Pas de souveraineté alimentaire sans courage politique

Le bras de fer entre l’Anses et le gouvernement au sujet du S-métolachlore et de la phosphine a remis sur la table une question essentielle : qui doit décider d’autoriser ou non un produit phytosanitaire ? Compte tenu des implications économiques, sociales, voire géopolitiques de ce type de décision, seul le politique a la légitimité pour trancher. C’est vrai aussi pour d’autres dossiers sensibles comme la gestion de la ressource en eau ou le développement des biotechnologies. S’il veut effectivement défendre une souveraineté alimentaire en France et en Europe, le gouvernement doit reprendre la main.


Depuis l’invasion de l’Ukraine par la Russie, le gouvernement a fait de la souveraineté alimentaire l’axe principal de sa stratégie agricole. Désormais, chaque décision est évaluée à l’aune de ce principe. Et c’est une bonne chose.
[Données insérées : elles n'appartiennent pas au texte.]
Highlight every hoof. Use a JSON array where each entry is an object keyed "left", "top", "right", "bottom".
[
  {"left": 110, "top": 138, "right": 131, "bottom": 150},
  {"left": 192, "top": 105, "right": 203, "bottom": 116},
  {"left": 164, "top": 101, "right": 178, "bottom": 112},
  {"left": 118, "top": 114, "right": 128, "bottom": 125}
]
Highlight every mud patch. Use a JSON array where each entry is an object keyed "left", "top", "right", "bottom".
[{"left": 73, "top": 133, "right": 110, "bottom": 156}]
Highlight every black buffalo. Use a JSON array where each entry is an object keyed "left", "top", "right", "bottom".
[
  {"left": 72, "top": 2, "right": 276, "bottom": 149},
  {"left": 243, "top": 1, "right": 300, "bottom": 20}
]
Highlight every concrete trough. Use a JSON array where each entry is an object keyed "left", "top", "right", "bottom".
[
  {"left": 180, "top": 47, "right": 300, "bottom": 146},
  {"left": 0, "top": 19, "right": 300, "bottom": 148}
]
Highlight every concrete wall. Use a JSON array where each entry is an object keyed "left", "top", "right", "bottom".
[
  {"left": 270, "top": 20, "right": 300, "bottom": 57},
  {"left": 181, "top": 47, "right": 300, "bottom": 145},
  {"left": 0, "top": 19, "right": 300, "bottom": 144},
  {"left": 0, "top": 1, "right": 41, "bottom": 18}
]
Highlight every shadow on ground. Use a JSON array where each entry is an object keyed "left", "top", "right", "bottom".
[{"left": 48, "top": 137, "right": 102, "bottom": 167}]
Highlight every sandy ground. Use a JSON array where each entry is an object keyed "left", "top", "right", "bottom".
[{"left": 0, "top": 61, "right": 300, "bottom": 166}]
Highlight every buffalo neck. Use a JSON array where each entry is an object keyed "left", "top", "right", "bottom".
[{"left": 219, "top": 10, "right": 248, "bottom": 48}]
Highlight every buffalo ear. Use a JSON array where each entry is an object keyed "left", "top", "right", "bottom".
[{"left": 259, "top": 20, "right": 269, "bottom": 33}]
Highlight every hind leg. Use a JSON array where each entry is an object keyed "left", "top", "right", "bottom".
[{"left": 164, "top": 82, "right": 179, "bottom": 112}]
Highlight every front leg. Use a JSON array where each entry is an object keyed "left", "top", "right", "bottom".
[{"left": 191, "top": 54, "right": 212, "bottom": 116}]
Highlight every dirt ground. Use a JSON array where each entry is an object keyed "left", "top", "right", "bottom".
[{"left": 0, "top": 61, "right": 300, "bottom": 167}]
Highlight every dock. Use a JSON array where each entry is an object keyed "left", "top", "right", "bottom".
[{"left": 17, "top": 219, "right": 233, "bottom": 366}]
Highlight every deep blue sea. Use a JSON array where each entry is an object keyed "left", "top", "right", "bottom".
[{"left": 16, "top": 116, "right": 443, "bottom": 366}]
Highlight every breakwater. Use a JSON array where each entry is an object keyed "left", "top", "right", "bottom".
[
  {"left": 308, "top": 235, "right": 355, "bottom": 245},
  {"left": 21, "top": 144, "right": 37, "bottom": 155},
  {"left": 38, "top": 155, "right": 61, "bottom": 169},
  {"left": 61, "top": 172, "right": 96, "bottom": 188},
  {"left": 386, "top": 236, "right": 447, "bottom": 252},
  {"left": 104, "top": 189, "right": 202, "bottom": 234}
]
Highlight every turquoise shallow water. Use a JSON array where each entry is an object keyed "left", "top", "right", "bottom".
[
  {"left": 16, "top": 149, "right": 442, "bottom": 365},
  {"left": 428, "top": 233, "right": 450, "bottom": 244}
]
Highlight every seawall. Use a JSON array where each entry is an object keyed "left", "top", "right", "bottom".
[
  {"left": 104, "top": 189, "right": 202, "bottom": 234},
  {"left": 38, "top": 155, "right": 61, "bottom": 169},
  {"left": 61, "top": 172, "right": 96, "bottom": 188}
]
Néanmoins, l’exécutif est en train de réaliser qu’il n’a plus les mains libres pour tenir ce cap. Non seulement parce que, depuis Ecophyto 1 en 2008, il s’est fixé des objectifs irréalistes en matière de réduction des produits phytosanitaires mais aussi parce qu’il a délégué certains de ses pouvoirs. On vient de le voir à l’occasion du bras de fer qui l’a opposé à l’Agence nationale de sécurité sanitaire (Anses) au sujet de l’interdiction de deux produits phytosanitaires.
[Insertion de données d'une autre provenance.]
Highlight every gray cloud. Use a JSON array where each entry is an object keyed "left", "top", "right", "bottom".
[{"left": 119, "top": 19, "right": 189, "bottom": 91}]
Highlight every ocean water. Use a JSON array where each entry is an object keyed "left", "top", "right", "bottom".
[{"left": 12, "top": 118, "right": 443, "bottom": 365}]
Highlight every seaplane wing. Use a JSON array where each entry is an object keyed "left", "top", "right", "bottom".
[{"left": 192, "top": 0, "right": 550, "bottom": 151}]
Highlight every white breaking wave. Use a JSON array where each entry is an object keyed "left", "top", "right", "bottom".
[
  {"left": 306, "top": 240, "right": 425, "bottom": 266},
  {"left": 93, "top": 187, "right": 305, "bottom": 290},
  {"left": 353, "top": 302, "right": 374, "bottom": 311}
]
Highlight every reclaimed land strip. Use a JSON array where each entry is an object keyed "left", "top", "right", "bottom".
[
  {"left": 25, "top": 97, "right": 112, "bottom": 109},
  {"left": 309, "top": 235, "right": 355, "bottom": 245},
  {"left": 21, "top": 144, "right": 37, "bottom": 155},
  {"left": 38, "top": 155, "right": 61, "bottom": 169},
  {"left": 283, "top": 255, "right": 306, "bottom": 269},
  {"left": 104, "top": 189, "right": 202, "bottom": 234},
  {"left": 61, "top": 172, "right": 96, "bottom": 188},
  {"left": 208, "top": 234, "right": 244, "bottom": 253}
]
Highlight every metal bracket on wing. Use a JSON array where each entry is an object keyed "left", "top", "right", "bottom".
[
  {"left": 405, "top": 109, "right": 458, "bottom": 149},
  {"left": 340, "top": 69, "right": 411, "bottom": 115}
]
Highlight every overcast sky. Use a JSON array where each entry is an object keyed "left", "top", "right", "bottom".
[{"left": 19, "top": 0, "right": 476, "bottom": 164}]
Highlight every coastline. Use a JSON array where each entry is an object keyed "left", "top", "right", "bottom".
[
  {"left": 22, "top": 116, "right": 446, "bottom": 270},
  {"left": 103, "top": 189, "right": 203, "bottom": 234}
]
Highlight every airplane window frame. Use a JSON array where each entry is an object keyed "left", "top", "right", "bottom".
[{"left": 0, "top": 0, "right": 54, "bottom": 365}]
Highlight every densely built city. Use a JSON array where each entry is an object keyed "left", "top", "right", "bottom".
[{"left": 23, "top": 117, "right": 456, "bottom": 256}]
Rappelons les faits. Le 15 février dernier, l’Anses engage une procédure de retrait des produits à base de S-métolachlore, un herbicide très utilisé en maïs, tournesol et soja, en raison de la présence de métabolites dans les eaux souterraines à un taux dépassant le seuil réglementaire. Dans un contexte de ras-le-bol du monde agricole face à la surrèglementation franco-française, le ministre de l’Agriculture réagit rapidement et demande à l’agence de revoir sa copie, arguant du fait que cette décision ne tient pas compte du calendrier européen (une modification de la classification du S-métolachlore est en cours) et qu’aucune alternative crédible n’est disponible à ce jour, ce qui provoquerait une situation de distorsion de concurrence avec les autres États membres de l’UE.
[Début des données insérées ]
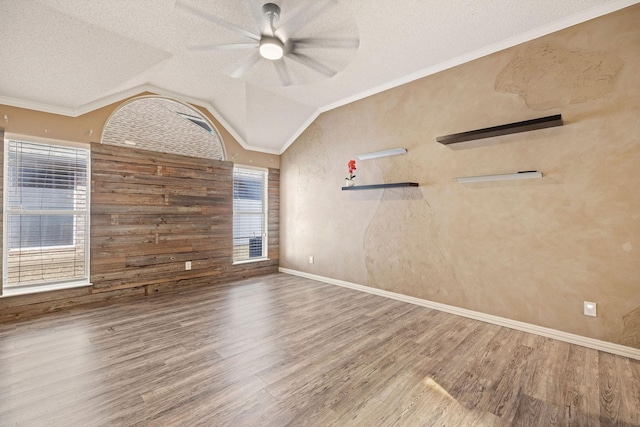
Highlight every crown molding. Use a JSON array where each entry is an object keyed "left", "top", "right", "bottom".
[{"left": 0, "top": 84, "right": 280, "bottom": 155}]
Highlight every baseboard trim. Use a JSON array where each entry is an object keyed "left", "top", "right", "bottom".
[{"left": 278, "top": 267, "right": 640, "bottom": 360}]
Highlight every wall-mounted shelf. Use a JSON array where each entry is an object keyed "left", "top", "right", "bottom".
[
  {"left": 454, "top": 171, "right": 542, "bottom": 184},
  {"left": 436, "top": 114, "right": 562, "bottom": 145},
  {"left": 342, "top": 182, "right": 418, "bottom": 191}
]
Aussitôt, le ministre de l’Agriculture est accusé de faire pression sur l’agence. Soucieuse de défendre son indépendance, celle-ci rappelle que sa mission n’est pas de prendre en compte l’enjeu de la souveraineté alimentaire mais de veiller à la sécurité sanitaire et environnementale sur la seule base de données scientifiques. Sur ce, on apprend que l’Anses a aussi interdit, à compter du 25 avril, l’usage de la phosphine, un insecticide employé pour protéger les cargaisons de céréales dans les cales des bateaux. Stupeur du côté des exportateurs français comme du côté des pays importateurs de grains français. Interpelé à l’Assemblée, le gouvernement promet de trouver une solution pour que les exportations ne soient pas entravées. Après de nombreuses réunions entre le gouvernement et l’Anses, l’épilogue tombe le 20 avril. L’agence confirme le retrait du S-métolachlore mais revient sur l’interdiction de la phosphine à l’export.


Cette séquence chaotique révèle un grave dysfonctionnement de la prise de décision. Si l’on en est là aujourd’hui, c’est que depuis 2015 l’Anses est chargée d’une double mission. Elle doit à la fois réaliser une évaluation des risques sanitaires ET délivrer ou non des autorisations de mise sur le marché (AMM), responsabilité assurée auparavant par le ministre de l’Agriculture s’agissant des produits phytosanitaires. Or si l’agence est légitime en ce qui concerne sa première mission, ce n’est pas le cas pour la seconde. Confrontée à la pression des associations antipesticides, qui à plusieurs reprises ont mis en cause son expertise, voire son intégrité, et à un risque juridique réel, comme le souligne son président Benoît Vallet , l’Agence est contrainte à une extrême prudence en matière d’AMM. La récente controverse montre qu’il serait sage de revenir à la situation antérieure. A chacun son rôle : l'Anses évalue le danger et apprécie la gestion du risque, le gouvernement décide des AMM en intégrant tous les critères stratégiques. En cas d’interdiction d’une molécule, c’est à lui de fixer le calendrier de retrait, lequel doit tenir compte de la situation dans les autres pays de l’Union européenne et de l’existence de solutions de remplacement, comme il s’y est engagé après l’interdiction des néonicotinoïdes.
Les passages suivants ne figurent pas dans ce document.